Politik luar negeri butuh senjata, politik dalam negeri butuh massa.
Semakin dekat waktu Pemilu, iklim politik di Indonesia kian memanas dengan semakin kencangnya penggiringan opini bahwa: telah dan akan terjadi kecurangan.
Terbaru, isu polisi jadi buzzer yang membuat orang waras geleng-geleng kepala. Kalau 100 polisi tiap Polres jadi buzzer lalu siapa yang akan mengatur lalu lintas?
Amien Rais secara terbuka mengatakan akan menggerakkan massa untuk menggeruduk KPU seandainya terjadi kecurangan oleh pemenang, maksudnya kubu Jokowi-Ma'ruf.
Melihat afiliasi massa yang berkaitan dengan Amien Rais maka yang paling mungkin adalah massa 212.

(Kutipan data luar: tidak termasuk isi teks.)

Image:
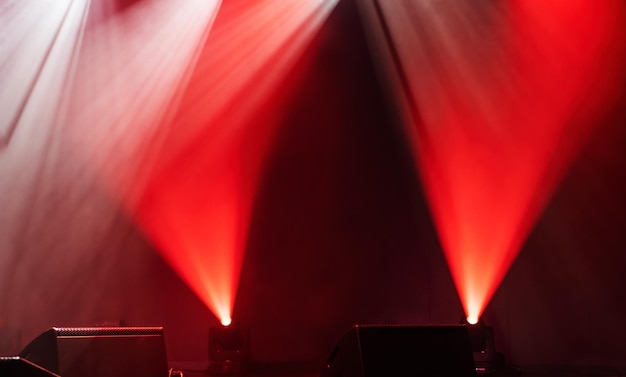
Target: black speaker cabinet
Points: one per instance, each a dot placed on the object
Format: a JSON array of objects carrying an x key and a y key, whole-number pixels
[
  {"x": 18, "y": 367},
  {"x": 100, "y": 352},
  {"x": 399, "y": 351}
]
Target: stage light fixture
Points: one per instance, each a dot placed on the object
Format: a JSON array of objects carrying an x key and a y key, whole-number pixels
[
  {"x": 487, "y": 361},
  {"x": 229, "y": 349}
]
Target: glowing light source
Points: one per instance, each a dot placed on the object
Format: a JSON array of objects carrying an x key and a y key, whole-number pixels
[
  {"x": 498, "y": 100},
  {"x": 180, "y": 99}
]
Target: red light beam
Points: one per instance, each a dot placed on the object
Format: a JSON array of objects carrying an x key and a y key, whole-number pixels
[
  {"x": 197, "y": 203},
  {"x": 506, "y": 95}
]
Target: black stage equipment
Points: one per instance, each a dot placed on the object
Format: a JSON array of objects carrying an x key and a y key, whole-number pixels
[
  {"x": 402, "y": 351},
  {"x": 100, "y": 351}
]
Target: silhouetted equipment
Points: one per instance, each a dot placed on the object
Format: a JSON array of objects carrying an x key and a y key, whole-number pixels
[
  {"x": 19, "y": 367},
  {"x": 100, "y": 351},
  {"x": 229, "y": 349},
  {"x": 398, "y": 351}
]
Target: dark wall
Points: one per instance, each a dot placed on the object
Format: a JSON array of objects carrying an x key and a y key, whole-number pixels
[{"x": 341, "y": 234}]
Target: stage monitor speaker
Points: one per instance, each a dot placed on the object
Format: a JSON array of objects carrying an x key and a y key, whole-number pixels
[
  {"x": 399, "y": 351},
  {"x": 18, "y": 367},
  {"x": 100, "y": 351}
]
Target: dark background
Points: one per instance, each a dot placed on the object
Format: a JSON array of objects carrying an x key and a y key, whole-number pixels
[{"x": 340, "y": 234}]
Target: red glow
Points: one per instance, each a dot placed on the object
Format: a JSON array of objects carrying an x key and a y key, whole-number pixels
[
  {"x": 503, "y": 110},
  {"x": 172, "y": 103},
  {"x": 197, "y": 203}
]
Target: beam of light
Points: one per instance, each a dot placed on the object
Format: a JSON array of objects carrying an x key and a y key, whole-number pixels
[
  {"x": 197, "y": 203},
  {"x": 37, "y": 44},
  {"x": 33, "y": 34},
  {"x": 499, "y": 97}
]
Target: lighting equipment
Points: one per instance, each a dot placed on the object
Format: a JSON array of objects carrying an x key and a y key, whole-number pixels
[
  {"x": 229, "y": 349},
  {"x": 399, "y": 351},
  {"x": 100, "y": 351},
  {"x": 486, "y": 359}
]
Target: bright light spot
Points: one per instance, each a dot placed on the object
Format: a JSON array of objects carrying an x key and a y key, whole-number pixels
[{"x": 497, "y": 111}]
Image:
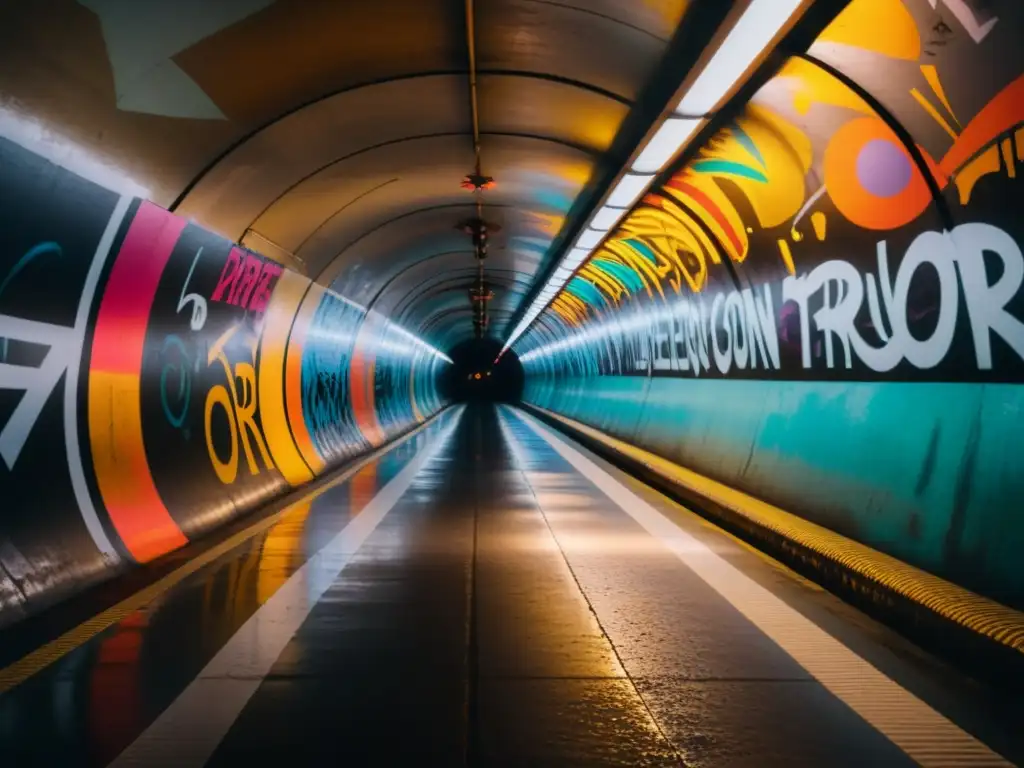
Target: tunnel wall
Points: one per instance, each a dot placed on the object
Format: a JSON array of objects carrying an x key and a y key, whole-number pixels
[
  {"x": 158, "y": 381},
  {"x": 823, "y": 307}
]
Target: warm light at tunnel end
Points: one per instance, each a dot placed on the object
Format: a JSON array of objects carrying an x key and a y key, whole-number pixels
[{"x": 756, "y": 31}]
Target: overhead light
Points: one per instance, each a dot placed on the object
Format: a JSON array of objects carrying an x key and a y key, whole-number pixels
[
  {"x": 759, "y": 26},
  {"x": 576, "y": 256},
  {"x": 665, "y": 143},
  {"x": 606, "y": 218},
  {"x": 629, "y": 189},
  {"x": 755, "y": 31},
  {"x": 589, "y": 239}
]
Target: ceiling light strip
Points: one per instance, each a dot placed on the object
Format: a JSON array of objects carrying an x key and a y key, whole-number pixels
[{"x": 758, "y": 28}]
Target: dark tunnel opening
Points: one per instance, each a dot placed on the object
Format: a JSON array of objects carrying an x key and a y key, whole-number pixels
[{"x": 475, "y": 377}]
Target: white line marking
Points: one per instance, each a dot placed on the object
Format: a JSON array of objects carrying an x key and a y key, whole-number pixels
[
  {"x": 188, "y": 731},
  {"x": 72, "y": 443},
  {"x": 923, "y": 733}
]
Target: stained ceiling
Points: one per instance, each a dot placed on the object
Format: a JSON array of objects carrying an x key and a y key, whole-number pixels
[{"x": 335, "y": 134}]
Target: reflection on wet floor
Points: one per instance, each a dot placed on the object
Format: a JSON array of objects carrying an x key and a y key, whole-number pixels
[{"x": 502, "y": 609}]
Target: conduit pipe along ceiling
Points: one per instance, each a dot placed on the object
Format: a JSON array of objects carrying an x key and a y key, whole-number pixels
[{"x": 755, "y": 30}]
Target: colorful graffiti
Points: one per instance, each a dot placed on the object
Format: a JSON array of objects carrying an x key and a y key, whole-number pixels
[
  {"x": 814, "y": 173},
  {"x": 823, "y": 306},
  {"x": 178, "y": 372}
]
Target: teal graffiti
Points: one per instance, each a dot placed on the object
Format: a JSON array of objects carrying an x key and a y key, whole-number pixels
[
  {"x": 37, "y": 250},
  {"x": 175, "y": 383}
]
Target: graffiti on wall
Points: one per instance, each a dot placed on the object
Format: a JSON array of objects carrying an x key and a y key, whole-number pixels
[
  {"x": 169, "y": 364},
  {"x": 875, "y": 258}
]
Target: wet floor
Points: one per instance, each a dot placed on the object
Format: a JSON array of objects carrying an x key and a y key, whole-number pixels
[{"x": 487, "y": 594}]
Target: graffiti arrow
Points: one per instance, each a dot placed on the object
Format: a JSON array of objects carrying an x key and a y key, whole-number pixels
[{"x": 142, "y": 35}]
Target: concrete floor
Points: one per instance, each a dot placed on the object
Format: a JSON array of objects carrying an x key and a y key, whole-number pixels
[{"x": 483, "y": 596}]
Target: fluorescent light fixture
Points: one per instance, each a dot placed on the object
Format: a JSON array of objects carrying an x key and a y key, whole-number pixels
[
  {"x": 606, "y": 218},
  {"x": 589, "y": 239},
  {"x": 576, "y": 256},
  {"x": 665, "y": 143},
  {"x": 629, "y": 189},
  {"x": 759, "y": 26},
  {"x": 755, "y": 31}
]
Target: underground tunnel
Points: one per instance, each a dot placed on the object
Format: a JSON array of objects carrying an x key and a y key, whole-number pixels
[{"x": 511, "y": 383}]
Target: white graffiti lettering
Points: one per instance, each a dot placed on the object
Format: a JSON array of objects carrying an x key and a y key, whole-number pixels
[
  {"x": 36, "y": 383},
  {"x": 842, "y": 290}
]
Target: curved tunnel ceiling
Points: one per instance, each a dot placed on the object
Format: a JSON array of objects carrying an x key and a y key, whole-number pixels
[{"x": 334, "y": 135}]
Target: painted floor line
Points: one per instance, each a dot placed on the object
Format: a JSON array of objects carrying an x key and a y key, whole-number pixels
[
  {"x": 188, "y": 731},
  {"x": 34, "y": 663},
  {"x": 927, "y": 736}
]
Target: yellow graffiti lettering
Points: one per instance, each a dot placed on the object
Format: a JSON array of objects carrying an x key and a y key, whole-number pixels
[{"x": 238, "y": 401}]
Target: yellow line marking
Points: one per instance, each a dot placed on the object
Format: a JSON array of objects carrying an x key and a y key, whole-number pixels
[
  {"x": 980, "y": 614},
  {"x": 43, "y": 656}
]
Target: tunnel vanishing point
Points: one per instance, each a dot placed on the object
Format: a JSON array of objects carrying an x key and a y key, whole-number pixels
[{"x": 512, "y": 383}]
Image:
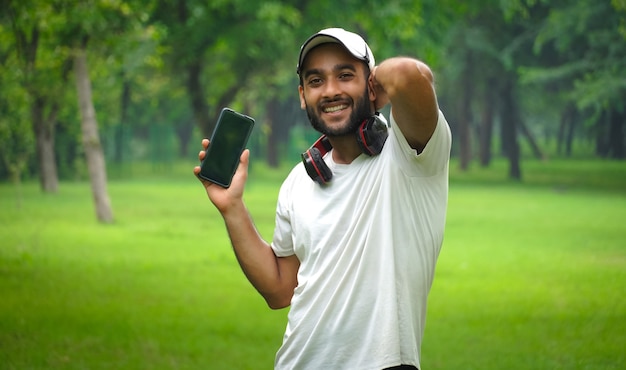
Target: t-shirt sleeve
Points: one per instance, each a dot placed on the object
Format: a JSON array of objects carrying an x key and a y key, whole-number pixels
[
  {"x": 432, "y": 160},
  {"x": 282, "y": 241}
]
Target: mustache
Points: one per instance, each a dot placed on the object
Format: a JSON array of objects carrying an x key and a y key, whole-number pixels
[{"x": 327, "y": 101}]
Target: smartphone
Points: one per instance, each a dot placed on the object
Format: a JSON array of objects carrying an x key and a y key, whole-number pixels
[{"x": 227, "y": 142}]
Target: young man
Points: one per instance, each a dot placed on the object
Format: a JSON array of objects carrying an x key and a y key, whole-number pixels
[{"x": 354, "y": 253}]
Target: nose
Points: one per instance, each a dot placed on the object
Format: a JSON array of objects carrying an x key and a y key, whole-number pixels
[{"x": 332, "y": 88}]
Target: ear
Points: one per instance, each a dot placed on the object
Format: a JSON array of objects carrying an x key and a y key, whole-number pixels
[
  {"x": 301, "y": 93},
  {"x": 371, "y": 88}
]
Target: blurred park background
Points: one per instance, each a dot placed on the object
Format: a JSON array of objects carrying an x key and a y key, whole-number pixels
[{"x": 102, "y": 107}]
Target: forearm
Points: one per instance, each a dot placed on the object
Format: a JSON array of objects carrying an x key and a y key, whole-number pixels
[
  {"x": 257, "y": 259},
  {"x": 408, "y": 85}
]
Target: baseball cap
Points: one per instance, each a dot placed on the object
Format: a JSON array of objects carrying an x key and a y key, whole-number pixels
[{"x": 350, "y": 40}]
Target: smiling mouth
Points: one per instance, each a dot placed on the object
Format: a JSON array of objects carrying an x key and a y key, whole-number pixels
[{"x": 335, "y": 108}]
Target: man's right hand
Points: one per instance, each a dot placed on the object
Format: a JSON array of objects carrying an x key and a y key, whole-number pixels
[{"x": 224, "y": 198}]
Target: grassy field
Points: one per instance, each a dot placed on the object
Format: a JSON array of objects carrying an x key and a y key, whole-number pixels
[{"x": 531, "y": 276}]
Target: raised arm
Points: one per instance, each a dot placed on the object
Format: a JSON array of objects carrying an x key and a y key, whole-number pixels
[
  {"x": 408, "y": 84},
  {"x": 274, "y": 277}
]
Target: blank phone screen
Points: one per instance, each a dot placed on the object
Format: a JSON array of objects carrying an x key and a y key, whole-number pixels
[{"x": 226, "y": 145}]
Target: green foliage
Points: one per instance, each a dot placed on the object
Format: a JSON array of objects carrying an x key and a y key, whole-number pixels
[{"x": 528, "y": 276}]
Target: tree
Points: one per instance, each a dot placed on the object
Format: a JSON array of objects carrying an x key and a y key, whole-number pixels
[
  {"x": 44, "y": 69},
  {"x": 587, "y": 42}
]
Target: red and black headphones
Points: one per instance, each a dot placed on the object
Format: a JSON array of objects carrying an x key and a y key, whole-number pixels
[{"x": 370, "y": 136}]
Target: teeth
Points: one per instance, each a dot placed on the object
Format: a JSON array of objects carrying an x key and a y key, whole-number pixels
[{"x": 335, "y": 108}]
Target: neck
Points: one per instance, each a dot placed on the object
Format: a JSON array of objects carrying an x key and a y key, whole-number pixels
[{"x": 345, "y": 149}]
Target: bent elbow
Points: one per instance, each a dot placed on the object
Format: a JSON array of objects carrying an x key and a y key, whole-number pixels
[{"x": 277, "y": 304}]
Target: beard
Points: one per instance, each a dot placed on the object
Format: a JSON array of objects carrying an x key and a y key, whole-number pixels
[{"x": 360, "y": 113}]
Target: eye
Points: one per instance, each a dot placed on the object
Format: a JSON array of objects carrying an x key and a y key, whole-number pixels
[
  {"x": 315, "y": 81},
  {"x": 346, "y": 76}
]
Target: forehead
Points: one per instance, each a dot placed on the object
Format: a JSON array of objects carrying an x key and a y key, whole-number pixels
[{"x": 328, "y": 56}]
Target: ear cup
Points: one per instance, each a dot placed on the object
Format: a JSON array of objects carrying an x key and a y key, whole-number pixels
[
  {"x": 372, "y": 135},
  {"x": 313, "y": 160}
]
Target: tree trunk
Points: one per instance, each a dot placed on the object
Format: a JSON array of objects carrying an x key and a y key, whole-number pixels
[
  {"x": 91, "y": 139},
  {"x": 44, "y": 138},
  {"x": 273, "y": 112},
  {"x": 510, "y": 119},
  {"x": 465, "y": 141},
  {"x": 616, "y": 134},
  {"x": 531, "y": 140},
  {"x": 196, "y": 94},
  {"x": 486, "y": 127}
]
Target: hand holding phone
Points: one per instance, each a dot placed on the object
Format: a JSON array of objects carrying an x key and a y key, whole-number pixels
[{"x": 228, "y": 141}]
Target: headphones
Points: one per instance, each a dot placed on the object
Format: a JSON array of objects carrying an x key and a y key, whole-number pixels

Hampir tidak mungkin Amien menggunakan massa Muhammadiyah, atau PAN. Saat ini PAN sendiri diketahui sedang berada dalam ke-gurem-an yang massif dan sulit untuk bangkit. Seberapa banyak massa PAN yang masih militan?
Semakin jelas jawaban pertanyaan mengapa kelompok 212 yang terbentuk dua tahun lalu terus dipertahankankan eksistensinya. Mereka sedang mewujudkan bentuk asli sebagai alat politik.
Massa 212 memiliki karakteristik unik yang berbeda dengan massa partai. Bukan partai politik dan bukan juga ormas, walaupun sebutan yang terakhir itu yang paling mungkin.
Massa partai hanya bisa digunakan untuk partai yang bersangkutan. Massa 212 dapat digunakan oleh lintas partai, asal kepentingannya searah dan setujuan.
Bertabir isu penistaan agama dan kriminalisasi ulama, massa 212 yang terbentuk dua tahun silam untuk menekan peradilan kasus Ahok; bertahan menyambung hidup dengan rutin mengadakan reuni.
Baru sekarang ada fenomena massa demo bikin reuni tahunan.